In the 2018 legislative term, Colorado was very active and passed several bills to promote price transparency and broaden coverage. The legislature introduced the Colorado Prescription Drug Price Transparency Act of 2018 (HB 1260), which would require makers of prescription drugs to provide notice when they hike prices on certain drugs by more than 10 percent in a two-year period. The bill passed in House but was postponed indefinitely in the Republican-controlled Senate.
However, the state was successful in passing a number of other price transparency bills, including disclosure of prescription costs at pharmacies (HB 1284) and allowing the general assembly to pay for expenses related to the all-payer health claims database (HB 1327).
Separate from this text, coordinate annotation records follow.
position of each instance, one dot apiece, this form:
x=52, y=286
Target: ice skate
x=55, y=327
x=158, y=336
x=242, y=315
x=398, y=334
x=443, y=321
Additionally, bipartisan efforts tackled confusing practices and hidden pricing at freestanding emergency departments (FSEDs) by passing SB 146, which requires FSEDs to provide disclosures to enable patients to make better-informed decisions before incurring charges, and HB 1282, which assigns a unique facility identifier to all FSEDs in Colorado for billing purposes.
2020 Legislative Session: 1/8/2020 - 5/7/2020 (2020 term). *Current session bill updates are ongoing. Check back weekly for updates.
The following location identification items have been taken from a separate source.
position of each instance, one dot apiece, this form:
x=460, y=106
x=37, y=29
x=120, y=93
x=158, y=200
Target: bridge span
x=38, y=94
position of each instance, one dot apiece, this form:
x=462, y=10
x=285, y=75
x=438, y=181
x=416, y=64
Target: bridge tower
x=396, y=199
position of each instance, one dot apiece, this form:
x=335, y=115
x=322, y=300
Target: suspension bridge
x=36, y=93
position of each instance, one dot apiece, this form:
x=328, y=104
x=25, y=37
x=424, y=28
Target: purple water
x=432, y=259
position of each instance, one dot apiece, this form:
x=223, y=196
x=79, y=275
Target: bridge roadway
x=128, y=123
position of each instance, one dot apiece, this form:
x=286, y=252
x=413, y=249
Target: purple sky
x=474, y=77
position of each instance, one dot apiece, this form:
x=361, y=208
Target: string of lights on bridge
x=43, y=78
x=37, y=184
FY 2019-2020 BUDGETBudgets are set for a fiscal year. The fiscal year is the 12‐month period beginning on July 1 and ending June 30 of the following year. To view Colorado’s FY 2019-2020 Budget Package and Long Appropriation Act, click here.
REGULATION & ENFORCEMENT
- Controlling Healthcare Costs to Consumers: As of February 2014, the Colorado Division of Insurance will study healthcare costs in the state in response to concern about higher premiums in certain areas of the state. The Division of Insurance explained that it needed new data to justify rate changes to HHS for 2015.
- Colorado Attorney General John W. Suthers has allowed three recent transactions involving non-profit hospitals to proceed without further review under the Hospital Transfer Act, R.S § 6-19-101, et seq., which requires nonprofit hospitals, when sold to for-profit entities, to use the sale proceeds toward a similar charitable activity.
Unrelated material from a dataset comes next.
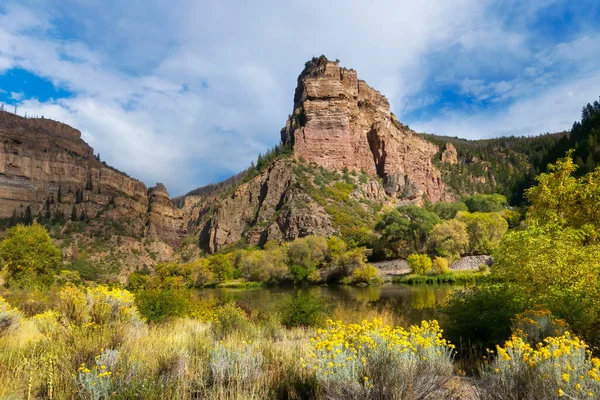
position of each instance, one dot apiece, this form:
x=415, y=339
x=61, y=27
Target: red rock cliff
x=340, y=122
- On August 1, 2014, the AG announced that his office had issued an opinion under the Hospital Transfer Act relating to the proposed transaction between the Sisters of Charity of Leavenworth Health System Inc. (d/b/a SCL Health), Saint Joseph Hospital Inc., and National Jewish Health. This matter was noticed on July 10, 2014. The Attorney General’s office determined that the transaction meets the relevant criteria of the Act and may proceed without further review by the Attorney General.
- On June 28, 2013, the AG announced that his office had issued an opinion under the Hospital Transfer Act relating to the proposed transaction between the Lutheran Hospital Association of San Luis Valley doing business as San Luis Valley Regional Medical Center and Conejos County Hospital Corporation. This matter was noticed on June 24, 2013.
- On October 1, 2012 the AG announced that his office had issued an opinion under the Hospital Transfer Act relating to the proposed transaction between Community First Foundation and Sisters of Charity of Leavenworth Health System, Inc. regarding the Exempla healthcare system. This matter was noticed on July 31, 2012. The Attorney General’s office determined that the transaction had met the relevant criteria of the Act and may proceed without further review by the Attorney General.